毎月の電話での経過観察、3ヶ月一度、子どもたちの健康状態や成績表、家庭環境等をチェックする他、女の子の進学準備金や、急な事故・入院や手術を伴う病気の際の緊急時に使用できる緊急支援金制度を設けています。

1.地 域 へ の 家 庭 訪 問

アラジの現地スタッフが地域コミュニティで行われる会合に参加し、支援条件とマッチングする10代のシングルマザーの情報を得ます。

まずはじめに、現地スタッフによる家庭訪問を行います。

2. ヒ ア リ ン グ 調 査 と 支 援 契 約

アラジの現地事務局にて、女性現地スタッフが60項目以上の家庭の経済状況等を把握するためのヒアリングを行います。

  • 最終学歴が中学校2年生までの10代のシングルマザーであること
  • 赤ちゃんが7か月以上で、授乳が日に3回以下になっていること
  • 家族が復学に協力的で、赤ちゃんのお世話をできる家族がいること

など、20項目以上の条件にマッチングする女の子に対して、支援契約を行います。

3.復 学 ・ 転 校 の 手 続 き

約3割の女の子がいじめや陰口を懸念し転校を希望しています。

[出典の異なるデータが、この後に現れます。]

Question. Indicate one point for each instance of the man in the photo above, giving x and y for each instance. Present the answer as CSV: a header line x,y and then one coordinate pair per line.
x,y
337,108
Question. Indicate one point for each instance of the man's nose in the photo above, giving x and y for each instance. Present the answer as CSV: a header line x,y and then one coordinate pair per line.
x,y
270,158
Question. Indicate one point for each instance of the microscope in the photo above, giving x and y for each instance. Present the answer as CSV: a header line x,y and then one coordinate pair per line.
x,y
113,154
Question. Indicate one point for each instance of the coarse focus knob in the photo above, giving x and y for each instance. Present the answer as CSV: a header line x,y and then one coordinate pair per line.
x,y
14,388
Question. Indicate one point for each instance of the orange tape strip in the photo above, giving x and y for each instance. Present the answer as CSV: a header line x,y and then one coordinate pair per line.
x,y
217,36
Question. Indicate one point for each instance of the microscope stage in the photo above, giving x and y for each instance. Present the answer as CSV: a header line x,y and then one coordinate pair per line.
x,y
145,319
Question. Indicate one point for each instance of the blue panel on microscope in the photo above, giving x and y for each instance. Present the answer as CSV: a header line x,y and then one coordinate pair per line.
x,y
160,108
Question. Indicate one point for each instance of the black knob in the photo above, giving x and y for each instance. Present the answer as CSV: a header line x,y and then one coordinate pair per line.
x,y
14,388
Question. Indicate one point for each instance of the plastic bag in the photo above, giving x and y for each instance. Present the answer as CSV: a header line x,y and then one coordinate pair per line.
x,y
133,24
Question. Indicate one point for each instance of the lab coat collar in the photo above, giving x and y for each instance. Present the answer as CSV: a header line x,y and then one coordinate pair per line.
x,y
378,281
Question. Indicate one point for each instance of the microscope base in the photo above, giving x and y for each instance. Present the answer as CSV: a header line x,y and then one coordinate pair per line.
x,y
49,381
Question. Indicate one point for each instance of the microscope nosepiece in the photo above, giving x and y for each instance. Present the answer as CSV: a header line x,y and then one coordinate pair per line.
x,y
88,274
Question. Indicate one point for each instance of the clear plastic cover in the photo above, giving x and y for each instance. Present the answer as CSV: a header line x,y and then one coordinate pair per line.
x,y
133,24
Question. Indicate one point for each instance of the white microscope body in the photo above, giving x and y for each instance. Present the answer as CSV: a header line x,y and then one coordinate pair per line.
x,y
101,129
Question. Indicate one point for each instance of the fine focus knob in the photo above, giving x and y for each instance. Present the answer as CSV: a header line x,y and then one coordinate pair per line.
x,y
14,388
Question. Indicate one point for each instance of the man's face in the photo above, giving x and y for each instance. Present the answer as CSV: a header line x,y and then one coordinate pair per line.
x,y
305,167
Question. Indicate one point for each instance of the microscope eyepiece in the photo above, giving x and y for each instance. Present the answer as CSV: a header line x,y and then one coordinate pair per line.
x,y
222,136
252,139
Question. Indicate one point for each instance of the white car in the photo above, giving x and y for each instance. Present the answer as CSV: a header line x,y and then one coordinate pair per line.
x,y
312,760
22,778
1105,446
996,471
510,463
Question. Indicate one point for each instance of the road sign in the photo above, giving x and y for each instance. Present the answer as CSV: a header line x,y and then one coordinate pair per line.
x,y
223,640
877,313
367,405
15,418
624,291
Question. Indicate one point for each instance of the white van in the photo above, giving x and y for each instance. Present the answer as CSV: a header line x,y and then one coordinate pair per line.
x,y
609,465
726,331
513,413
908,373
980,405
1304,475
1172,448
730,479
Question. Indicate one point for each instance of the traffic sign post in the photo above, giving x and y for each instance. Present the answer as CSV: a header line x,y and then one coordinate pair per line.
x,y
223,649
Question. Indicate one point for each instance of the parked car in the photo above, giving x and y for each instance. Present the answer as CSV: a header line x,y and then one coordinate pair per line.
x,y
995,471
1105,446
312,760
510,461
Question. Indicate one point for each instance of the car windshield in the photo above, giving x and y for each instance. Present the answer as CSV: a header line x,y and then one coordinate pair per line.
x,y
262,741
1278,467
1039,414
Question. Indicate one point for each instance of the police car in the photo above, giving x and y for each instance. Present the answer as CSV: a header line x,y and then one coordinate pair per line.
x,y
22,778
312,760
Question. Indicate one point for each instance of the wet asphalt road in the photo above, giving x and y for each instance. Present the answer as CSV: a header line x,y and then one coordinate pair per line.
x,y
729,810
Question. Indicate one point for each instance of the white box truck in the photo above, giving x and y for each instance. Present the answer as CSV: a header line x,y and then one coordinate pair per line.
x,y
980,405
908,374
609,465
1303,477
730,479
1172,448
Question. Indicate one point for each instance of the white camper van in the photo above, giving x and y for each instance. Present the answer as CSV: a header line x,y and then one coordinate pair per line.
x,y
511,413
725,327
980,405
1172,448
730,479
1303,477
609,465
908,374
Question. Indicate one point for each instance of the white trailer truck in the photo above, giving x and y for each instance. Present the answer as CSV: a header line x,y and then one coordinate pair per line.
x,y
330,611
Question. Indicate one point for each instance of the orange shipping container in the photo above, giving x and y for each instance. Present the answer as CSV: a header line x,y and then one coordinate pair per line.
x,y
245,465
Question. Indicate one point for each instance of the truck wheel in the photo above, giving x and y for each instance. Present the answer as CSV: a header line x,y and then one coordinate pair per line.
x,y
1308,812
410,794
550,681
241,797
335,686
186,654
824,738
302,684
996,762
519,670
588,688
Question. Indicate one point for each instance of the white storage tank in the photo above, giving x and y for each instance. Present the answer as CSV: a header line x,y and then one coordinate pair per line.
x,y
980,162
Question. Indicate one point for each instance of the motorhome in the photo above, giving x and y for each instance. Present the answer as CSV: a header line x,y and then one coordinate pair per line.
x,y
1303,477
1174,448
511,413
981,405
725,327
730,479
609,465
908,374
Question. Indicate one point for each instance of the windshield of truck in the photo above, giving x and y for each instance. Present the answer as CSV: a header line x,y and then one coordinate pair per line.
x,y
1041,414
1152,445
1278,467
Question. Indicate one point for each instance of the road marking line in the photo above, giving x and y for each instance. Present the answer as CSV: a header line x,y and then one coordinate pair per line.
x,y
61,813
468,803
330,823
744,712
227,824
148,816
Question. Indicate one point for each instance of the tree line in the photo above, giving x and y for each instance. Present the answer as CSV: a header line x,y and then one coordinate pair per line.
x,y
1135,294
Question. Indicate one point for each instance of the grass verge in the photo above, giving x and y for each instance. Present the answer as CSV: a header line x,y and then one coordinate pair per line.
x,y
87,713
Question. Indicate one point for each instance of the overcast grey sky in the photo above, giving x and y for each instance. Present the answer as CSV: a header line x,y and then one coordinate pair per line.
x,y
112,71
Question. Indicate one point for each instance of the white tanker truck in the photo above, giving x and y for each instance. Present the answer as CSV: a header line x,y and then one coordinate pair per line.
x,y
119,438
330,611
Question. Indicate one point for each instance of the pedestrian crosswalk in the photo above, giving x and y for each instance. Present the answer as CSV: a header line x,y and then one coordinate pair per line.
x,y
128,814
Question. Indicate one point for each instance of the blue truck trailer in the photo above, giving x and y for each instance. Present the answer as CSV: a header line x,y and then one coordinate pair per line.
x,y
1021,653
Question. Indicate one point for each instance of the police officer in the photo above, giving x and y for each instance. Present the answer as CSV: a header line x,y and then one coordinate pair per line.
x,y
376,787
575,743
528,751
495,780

その場合には、自宅から徒歩1時間以内の学校で転校の手続きを行います。

最初の給付金は、学校に復学するための、バック・靴・制服代・教科書等の補助として使用され、次月からは、教育の遅れを取り戻すための放課後学習に5割、赤ちゃんの養育費5割(ミルク・オムツ等)に使用されます。

4.定 期 的 な 現 金 給 付 と モ ニ タ リ ン グ

毎月、電話での経過観察を行います。

3か月に一度、ケネマ県の事務局にて現金給付を行います。

その際には、現地スタッフによる丁寧な経過観察が行われ、家庭の経済状況、学習状況、赤ちゃんと女の子の健康状態などの50項目以上の質問を行います。

また、進学準備金の支給や、事故や入院・手術などの緊急時の費用支給の緊急支援制度を設けており契約期間中、原則一度だけ使用することが可能です。

 S U P P O R T E R 

ド リ ー ム サ ポ ー タ ー に な り ま せ ん か ?

月3,000 円のご支援で1名の子どものサポーターとなり、子どもの成長を見守ることのできる、顔の見える支援制度です。

  • 3か月に1度、子どものお写真と活動報告をお送りいたします。
  • 月に1度、メールマガジンをお届けします。
  • 2か月に一度、「国際協力勉強会」に招待させていただきます。
  • 年に1度、子どもからお手紙がご自宅へ届きます。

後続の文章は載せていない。